Mr Jinapor said the Minority found as scandalous the attempt by the government to introduce a third party, Mytilineos International Trading Company, to assume ownership of the power plant for an extended 15-year period at a cost of $1.035 billion when it was left with just two and a half years for the government to take complete ownership of the power plant.
He said the current agreement had a tenure of five years, with a total payment of $510 million.
"It is important to that the government of Ghana is not required to make upfront payments. At a monthly payment of $8.5 million, the government should be left with an outstanding amount of $255 million spread over the next 30 months, after which the Ameri plant is expected to be handed over to the government of Ghana," he said.
According to the Minority, it had taken a critical look at the proposed renegotiated agreement and could confirm that the agreement was nothing but “a complete rip-off and an attempt at rent-seeking by persons in high places”.
It posited that it was universally acknowledged that the first and foremost responsibility of any well-meaning government was to ensure that due process was adhered to in presenting agreements before Parliament.
“It, therefore, came as a huge shock when the Minister of Energy, Boakye Agyarko, laid before Parliament the new agreement without observing basic principles and protocols,” Jinapor said.
The government is seeking approval from Parliament to review the build, own, operate and transfer () agreement it entered with and Middle East Resources Investment Group (AMERI Energy) on February 10, 2015.
A memorandum submitted to Parliament indicated that the new transaction had a waiver of $52.7 million due AMERI Energy that the government would have had to pay.
Besides, the memo said, there would be a reduction in the standby letter of credit (SLC) from $51 million to $37.5 million and cost savings of $405.067 million over a period, while electricity tariffs on end users would be reduced.
A Deputy Minister of Energy, William Owuraku Aidoo, laid the memorandum last Wednesday, requesting Parliament to approve the novation and amendment agreement dated July 20, 2018.
It said President Nana Addo Dankwa Akufo-Addo had given Executive approval for the novation and amendment agreement due to the gains to be made in of the country.
However, Jinapor said: "Even as we discuss this Ameri agreement, we wish to also bring to your attention yet another scandalous and corruption-riddled agreement being renegotiated by this same Energy Ministry under the 450 Karpower agreement."
"This renegotiated agreement (Karpower) is even worse than the Ameri renegotiated agreement presented to Parliament by Agyarko.

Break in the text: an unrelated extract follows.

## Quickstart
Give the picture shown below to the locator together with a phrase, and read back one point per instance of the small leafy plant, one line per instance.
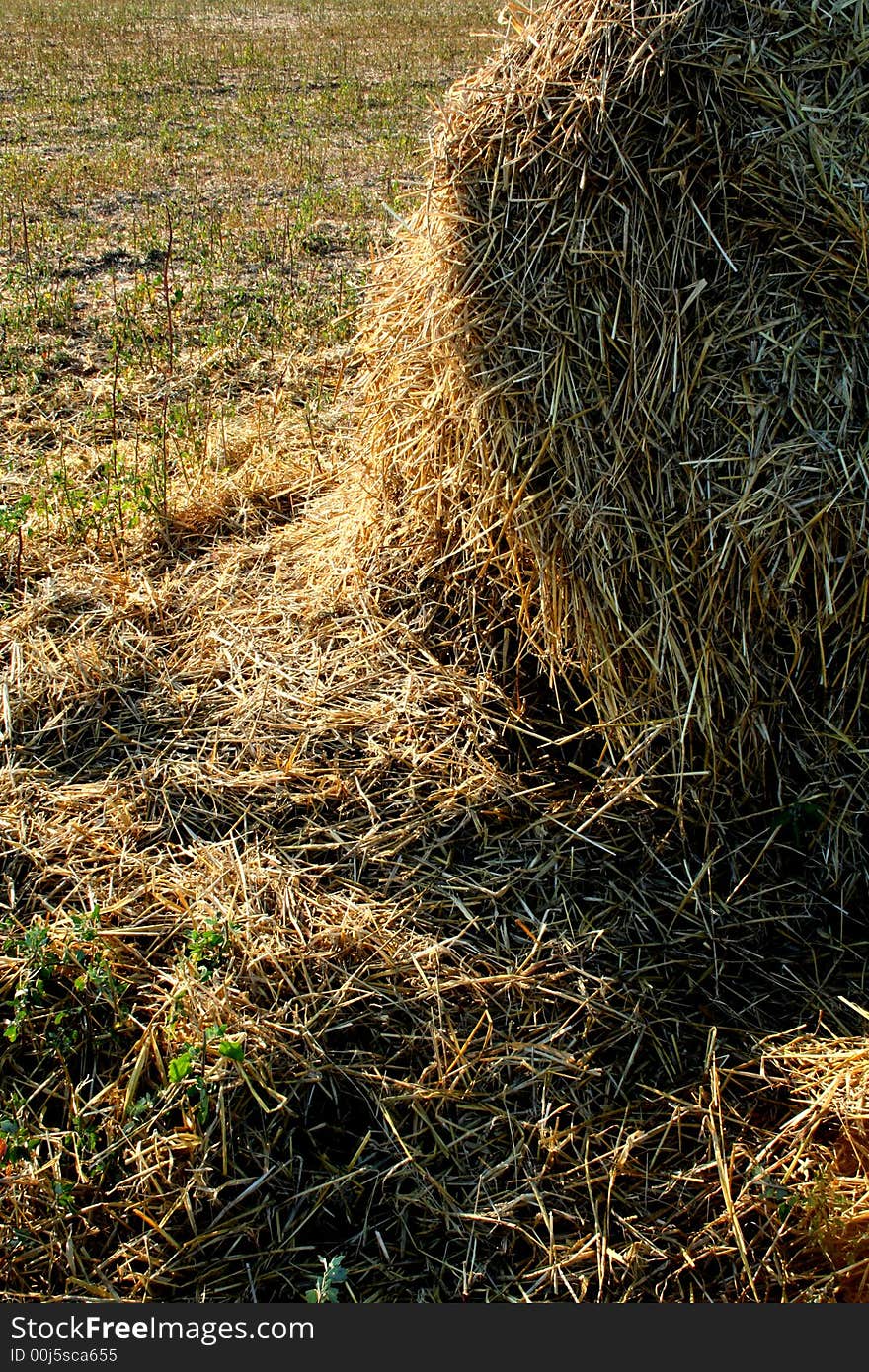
(326, 1288)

"Indeed the renegotiated Karpower agreement stinks... with big fishes in government superintending the looting of the state under this new deal," he said.
He explained that the Minority would soon engage the total Ghanaian public on "this stinking deal and we shall make the details available to you".
"To extend the Ameri agreement for 15 more years at this inflated cost when we have about two and half years for the plant to revert to government", he said, was criminal and a "major blow to our nation. Everything that has happened so far to the Ameri transaction shows that the NDC did nothing wrong and rather it is the NPP that has many questions to answer for the way they have handled this matter so far."
As part of measures to address power supply challenges, the government entered into a BOOT agreement with AMERI Energy on February 10, for the provision of a fast-track turn-key power generation solution through the construction of a power plant.
Under the agreement, AMERI Energy installed 10 gas turbines and all related equipment and provided certain services related to the operation and maintenance of the plant for a period of five years.
The first BOOT agreement was ratified by Parliament on March 20, 2015.